A free computer simulation model designed by scientists from two U.S. universities is benefiting an increasing number of of low-income countries in Africa and around the world by helping health officials in those countries design cutting-edge supply chains for medication.

A team of researchers from the Pittsburgh Supercomputing Center, the University of Pittsburgh School of Engineering and the Johns Hopkins Bloomberg School of Public Health designed the HERMES (Highly Extensible Resource for Modeling Event-Driven Supply Chains) software, which was recently rolled out in the Republic of Benin. The modeling software has also been used in Niger, Thailand, Vietnam and Senegal.

The HERMES team is now set to deploy the software in Mozambique and is discussing plans for other countries in Africa and around the world.

"Generally, we work with various partners such as UNICEF, WHO, PATH, and other NGO organizations to introduce HERMES and simulation for decision support in the country," said one of the team leaders, Shawn T. Brown. "We are also developing a user-friendly version of the software so that countries that want to utilize the tool can do so themselves."

Developed with funding from the Bill and Melinda Gates Foundation and the National Institutes of Health, HERMES is a software platform designed to let users create an event simulation model of any vaccine supply chain, according to the HERMES team's website.

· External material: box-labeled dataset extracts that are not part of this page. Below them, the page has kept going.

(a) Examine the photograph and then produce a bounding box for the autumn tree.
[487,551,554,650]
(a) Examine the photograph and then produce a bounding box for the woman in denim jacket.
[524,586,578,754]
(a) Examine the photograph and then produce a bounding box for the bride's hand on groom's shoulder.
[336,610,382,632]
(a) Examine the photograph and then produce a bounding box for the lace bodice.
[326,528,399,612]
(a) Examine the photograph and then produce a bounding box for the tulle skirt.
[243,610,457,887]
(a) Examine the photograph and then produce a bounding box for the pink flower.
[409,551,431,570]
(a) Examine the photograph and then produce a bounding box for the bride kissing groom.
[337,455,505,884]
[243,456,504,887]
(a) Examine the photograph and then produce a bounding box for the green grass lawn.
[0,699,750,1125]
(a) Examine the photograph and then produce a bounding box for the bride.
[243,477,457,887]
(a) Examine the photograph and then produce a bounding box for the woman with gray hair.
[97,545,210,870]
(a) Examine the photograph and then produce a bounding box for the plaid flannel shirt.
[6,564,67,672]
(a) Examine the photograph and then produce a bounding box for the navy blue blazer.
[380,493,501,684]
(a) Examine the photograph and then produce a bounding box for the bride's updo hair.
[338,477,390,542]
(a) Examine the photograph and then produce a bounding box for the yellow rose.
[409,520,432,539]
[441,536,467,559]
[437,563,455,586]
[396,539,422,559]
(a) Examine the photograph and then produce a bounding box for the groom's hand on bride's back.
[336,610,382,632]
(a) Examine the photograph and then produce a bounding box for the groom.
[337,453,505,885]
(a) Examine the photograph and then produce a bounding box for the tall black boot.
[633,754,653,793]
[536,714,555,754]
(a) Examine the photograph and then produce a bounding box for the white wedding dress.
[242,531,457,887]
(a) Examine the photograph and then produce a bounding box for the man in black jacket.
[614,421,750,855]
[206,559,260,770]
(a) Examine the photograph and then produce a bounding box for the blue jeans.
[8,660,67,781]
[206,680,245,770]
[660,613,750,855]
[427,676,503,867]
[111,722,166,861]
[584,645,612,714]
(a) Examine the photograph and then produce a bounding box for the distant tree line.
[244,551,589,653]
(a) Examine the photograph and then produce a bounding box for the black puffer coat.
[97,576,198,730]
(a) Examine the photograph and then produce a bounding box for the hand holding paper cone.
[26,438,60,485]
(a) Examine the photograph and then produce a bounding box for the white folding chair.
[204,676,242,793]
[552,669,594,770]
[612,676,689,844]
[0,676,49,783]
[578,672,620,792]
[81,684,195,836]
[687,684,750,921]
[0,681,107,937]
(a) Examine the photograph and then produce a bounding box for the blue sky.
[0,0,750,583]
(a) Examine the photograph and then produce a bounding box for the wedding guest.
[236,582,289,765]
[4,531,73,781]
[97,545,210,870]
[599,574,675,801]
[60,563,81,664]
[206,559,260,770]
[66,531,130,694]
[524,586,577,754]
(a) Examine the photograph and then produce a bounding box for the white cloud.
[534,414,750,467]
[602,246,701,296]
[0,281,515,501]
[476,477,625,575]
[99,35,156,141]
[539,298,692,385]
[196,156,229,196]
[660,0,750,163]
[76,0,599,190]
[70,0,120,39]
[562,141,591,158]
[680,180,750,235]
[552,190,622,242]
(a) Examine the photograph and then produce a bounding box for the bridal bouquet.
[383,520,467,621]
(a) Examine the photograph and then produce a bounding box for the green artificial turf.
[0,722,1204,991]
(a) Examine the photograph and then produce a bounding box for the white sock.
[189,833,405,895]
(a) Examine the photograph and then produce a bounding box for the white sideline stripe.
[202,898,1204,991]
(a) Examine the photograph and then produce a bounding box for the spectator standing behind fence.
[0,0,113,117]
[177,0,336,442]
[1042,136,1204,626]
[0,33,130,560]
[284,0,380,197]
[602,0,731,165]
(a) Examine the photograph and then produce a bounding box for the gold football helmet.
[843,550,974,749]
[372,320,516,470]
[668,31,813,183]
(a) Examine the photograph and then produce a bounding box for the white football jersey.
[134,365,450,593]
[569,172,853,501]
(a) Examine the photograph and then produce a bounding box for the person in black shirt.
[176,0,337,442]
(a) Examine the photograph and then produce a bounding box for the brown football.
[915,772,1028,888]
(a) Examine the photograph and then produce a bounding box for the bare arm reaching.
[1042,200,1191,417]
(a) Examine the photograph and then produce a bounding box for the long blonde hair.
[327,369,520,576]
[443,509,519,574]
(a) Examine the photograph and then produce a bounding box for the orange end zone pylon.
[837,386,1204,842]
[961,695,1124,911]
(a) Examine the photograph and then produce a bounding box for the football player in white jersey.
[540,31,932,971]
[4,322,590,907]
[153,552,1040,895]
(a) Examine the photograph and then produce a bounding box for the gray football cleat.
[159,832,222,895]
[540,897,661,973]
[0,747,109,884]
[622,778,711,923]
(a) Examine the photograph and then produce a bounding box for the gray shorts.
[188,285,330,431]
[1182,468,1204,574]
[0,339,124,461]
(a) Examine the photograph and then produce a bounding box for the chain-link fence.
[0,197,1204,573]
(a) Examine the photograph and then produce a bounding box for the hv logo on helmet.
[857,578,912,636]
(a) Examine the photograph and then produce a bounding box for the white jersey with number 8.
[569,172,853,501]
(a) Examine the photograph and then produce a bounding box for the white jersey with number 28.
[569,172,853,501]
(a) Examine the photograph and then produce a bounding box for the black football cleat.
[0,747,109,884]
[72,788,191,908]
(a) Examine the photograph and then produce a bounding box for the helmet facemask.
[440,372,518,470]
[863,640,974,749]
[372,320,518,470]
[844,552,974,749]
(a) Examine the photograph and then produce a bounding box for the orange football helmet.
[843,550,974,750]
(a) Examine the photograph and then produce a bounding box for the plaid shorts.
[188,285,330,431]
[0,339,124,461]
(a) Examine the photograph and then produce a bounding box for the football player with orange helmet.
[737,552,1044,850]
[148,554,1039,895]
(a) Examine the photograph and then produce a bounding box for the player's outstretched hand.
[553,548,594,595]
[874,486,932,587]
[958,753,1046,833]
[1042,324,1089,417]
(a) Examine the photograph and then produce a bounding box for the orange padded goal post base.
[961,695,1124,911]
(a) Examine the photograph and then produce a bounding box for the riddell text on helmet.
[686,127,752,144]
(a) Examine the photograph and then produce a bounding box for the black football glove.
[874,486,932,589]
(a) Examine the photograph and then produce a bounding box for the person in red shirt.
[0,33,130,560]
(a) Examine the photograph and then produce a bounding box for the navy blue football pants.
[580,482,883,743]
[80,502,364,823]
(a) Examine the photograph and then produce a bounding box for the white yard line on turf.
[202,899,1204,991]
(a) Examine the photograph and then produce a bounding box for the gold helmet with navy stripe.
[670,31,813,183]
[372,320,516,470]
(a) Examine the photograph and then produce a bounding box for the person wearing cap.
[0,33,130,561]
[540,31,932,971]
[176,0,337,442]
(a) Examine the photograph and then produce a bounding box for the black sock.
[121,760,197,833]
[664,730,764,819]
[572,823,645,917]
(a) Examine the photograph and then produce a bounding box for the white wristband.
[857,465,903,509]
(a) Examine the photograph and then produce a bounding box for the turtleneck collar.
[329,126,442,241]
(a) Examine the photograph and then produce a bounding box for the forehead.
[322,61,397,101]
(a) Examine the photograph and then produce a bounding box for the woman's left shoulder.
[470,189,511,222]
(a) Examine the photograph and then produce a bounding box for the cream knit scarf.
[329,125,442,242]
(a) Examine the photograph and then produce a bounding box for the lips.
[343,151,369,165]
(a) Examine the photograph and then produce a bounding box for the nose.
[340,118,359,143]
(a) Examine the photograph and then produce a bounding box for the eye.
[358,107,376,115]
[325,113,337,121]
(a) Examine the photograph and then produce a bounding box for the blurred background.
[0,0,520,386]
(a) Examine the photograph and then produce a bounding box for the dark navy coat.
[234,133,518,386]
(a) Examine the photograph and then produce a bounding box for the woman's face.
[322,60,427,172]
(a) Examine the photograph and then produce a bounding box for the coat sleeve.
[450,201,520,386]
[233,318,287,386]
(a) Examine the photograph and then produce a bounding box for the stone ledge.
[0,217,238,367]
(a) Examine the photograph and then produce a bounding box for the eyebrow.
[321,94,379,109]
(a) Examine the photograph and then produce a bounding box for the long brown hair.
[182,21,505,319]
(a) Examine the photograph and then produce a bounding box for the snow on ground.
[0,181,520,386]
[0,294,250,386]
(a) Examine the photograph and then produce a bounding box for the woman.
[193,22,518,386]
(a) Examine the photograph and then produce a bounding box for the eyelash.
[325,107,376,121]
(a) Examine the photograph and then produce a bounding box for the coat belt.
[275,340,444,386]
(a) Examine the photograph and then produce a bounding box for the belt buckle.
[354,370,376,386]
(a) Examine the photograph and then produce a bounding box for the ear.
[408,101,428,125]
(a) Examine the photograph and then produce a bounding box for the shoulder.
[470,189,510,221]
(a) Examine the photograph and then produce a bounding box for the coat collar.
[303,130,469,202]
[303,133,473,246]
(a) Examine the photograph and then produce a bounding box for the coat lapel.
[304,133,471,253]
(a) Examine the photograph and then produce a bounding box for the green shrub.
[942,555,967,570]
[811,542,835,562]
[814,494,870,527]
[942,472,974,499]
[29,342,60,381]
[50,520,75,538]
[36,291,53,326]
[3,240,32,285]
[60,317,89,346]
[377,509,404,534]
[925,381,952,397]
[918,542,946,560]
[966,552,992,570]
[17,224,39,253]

The software can be used to test changes to the supply chain prior to implementing them in the real world. This, according to Brown, "can be considerably less disruptive and costly than pilot projects." He added that the model can also help "prepare for new vaccines, respond to population changes, apply new technologies, and redesign the system for greater efficiency and effectiveness."

The team's engagement with the Beninese Health Ministry began after they traveled to Benin to hold a workshop to inform the ministry on what the HERMES team could do to help the country's immunization program, and then worked for two months with them to build a supply-chain model and test scenarios of interest.

"We worked with partners and the Ministry to gather the needed data for building the model and assessing the current state of the immunization supply chain," Brown said. "We built a HERMES model of the entire country with every storage location, freezer, refrigerator, transport vehicle, and location in the supply chain. We then used the simulation tools to measure the amount of investment needed for the country to implement new systems and to estimate the operational costs."

The model suggested that by changing transportation routes, among other things, Benin could save between $50,000 and $70,000 in initial expenses and $50,000 to $90,000 in annual costs while still reaching 99 percent to 100 percent of children. Through 2017, the improved plan would save Benin over $500,000 in total costs while improving vaccination rates and facilitating the rotavirus vaccinations.

Brown said the HERMES team is looking forward to helping other countries deploy the software.